Yahoo! Sports: MLB - 'If he were poor, I'd return it' ``Make no mistake,'' San Diego Padres president Larry Lucchino warned, ``these obscene salaries are paid for by taxing the fans.'' Seattle Mariners CEO Howard Lincoln, whose team lost Rodriguez, labeled Hicks ``a fool.''
Were any of these English and Journalism majors paying attention in Intro to Economics? If we all kick in a few bucks, we can send them to a remedial offering at their local community college.
I could see so viciously criticizing the players if they were failing to honor their contracts. If they were holding out in their first six years refusing to abide by the collective bargaining agreement, I would join the baseball writers in their contempt over player salaries. But as it is now, the players and owners are negotiating in good faith, and the owners are
cheerfully paying these salaries.
As for Mr. Lucchino, how big do your cojones have to be, to talk about "taxing fans" when your team
extorts $275 million from fans and non-fans alike for
a new stadium you don't even have the decency (or perhaps wherewithal) to pay more than half of?
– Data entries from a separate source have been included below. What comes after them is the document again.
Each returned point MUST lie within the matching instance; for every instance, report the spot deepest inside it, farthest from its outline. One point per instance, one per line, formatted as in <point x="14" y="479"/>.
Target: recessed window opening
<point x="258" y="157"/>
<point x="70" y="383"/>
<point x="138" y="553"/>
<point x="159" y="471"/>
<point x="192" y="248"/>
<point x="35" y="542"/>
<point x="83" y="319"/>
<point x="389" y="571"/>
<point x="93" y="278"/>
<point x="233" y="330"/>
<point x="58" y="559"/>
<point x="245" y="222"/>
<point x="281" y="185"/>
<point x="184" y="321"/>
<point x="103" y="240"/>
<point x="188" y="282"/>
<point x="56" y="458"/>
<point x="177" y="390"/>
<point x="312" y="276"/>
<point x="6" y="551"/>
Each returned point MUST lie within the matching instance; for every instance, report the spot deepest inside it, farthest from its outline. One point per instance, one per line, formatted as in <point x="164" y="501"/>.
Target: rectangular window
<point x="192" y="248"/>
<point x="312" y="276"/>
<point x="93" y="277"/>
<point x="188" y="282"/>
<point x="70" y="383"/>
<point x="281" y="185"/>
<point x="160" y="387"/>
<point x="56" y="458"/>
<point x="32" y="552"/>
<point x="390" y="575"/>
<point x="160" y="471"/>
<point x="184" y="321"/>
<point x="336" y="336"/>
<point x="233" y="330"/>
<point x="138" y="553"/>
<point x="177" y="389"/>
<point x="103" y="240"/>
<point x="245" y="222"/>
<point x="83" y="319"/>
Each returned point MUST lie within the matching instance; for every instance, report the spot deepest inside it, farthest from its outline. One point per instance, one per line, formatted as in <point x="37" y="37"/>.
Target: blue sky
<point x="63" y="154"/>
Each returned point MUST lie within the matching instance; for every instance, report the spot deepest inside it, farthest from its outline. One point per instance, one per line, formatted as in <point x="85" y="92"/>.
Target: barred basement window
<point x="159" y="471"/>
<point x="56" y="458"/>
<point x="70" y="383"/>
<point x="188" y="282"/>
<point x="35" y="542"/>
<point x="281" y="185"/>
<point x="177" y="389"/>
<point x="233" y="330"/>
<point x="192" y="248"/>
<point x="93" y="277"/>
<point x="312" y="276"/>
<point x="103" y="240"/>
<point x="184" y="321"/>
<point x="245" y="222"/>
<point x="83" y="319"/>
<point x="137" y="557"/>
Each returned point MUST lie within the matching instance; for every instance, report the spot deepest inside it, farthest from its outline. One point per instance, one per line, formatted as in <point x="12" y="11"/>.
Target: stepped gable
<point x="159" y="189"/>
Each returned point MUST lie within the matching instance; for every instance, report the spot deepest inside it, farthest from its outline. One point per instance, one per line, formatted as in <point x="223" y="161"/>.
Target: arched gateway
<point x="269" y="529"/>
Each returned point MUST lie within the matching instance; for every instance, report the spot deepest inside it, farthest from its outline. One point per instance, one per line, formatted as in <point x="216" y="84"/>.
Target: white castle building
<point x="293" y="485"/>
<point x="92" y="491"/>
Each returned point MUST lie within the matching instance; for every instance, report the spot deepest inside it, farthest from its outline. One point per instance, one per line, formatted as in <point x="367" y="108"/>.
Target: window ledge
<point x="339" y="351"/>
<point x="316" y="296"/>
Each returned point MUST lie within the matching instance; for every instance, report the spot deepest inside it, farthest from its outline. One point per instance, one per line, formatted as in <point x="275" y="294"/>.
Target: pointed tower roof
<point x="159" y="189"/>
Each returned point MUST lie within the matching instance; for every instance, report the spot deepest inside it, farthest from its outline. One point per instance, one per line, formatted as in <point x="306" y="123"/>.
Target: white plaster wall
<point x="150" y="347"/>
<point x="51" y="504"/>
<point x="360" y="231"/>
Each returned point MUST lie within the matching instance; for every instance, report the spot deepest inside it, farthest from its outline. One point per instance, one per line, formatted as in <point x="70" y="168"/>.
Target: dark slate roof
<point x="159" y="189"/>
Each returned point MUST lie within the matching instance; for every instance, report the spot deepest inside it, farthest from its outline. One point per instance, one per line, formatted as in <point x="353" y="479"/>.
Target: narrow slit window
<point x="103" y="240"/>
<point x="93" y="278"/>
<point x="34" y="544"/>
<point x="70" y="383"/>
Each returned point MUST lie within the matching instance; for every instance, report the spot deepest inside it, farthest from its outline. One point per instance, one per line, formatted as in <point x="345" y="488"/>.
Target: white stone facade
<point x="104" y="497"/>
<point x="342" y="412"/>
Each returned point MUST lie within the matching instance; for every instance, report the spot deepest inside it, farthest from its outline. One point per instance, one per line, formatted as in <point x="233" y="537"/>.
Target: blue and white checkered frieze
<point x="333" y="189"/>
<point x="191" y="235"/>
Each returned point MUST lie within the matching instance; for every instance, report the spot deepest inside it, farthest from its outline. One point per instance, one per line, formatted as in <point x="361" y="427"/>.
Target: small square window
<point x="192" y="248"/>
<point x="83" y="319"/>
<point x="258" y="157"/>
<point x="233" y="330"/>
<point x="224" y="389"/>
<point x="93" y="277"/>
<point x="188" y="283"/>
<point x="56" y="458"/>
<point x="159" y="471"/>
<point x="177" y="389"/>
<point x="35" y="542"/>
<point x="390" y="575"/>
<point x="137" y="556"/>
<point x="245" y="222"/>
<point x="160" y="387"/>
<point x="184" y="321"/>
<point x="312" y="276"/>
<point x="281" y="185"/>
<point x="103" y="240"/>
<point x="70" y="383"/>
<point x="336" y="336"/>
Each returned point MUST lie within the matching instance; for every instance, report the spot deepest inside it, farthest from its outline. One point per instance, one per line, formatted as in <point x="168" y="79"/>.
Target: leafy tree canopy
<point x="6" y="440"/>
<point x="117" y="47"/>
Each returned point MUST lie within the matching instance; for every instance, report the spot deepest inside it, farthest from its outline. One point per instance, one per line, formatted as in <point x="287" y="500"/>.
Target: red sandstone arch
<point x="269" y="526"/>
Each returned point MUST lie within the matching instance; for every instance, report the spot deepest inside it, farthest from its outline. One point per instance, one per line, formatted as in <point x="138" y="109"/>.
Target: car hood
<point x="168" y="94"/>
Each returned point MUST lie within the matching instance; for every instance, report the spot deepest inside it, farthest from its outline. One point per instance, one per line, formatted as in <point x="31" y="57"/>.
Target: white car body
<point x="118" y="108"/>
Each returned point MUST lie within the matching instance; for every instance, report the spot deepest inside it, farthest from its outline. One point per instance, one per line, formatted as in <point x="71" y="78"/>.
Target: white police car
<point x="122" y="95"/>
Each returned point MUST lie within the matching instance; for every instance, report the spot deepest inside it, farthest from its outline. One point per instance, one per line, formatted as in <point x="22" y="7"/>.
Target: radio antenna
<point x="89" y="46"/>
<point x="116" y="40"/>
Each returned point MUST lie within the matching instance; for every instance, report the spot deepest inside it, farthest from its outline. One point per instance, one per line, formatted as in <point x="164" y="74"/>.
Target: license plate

That one quote sums up perfectly how duplicitous and downright deceitful these men are. And the media is completely unable to separate the cow from its byproducts and give us the straight poop on the business of baseball.
This crap has been going on for 25 years and we still have to read articles
from every corner heralding impending doom. Has one team come even remotely close to missing their payroll or missing a debt payment since all of these "crazy/insane/moronic/stupefying/game-destroying" contracts have been signed?
ONE?! P.T. Barnum was right, though he may have underestimated the rate.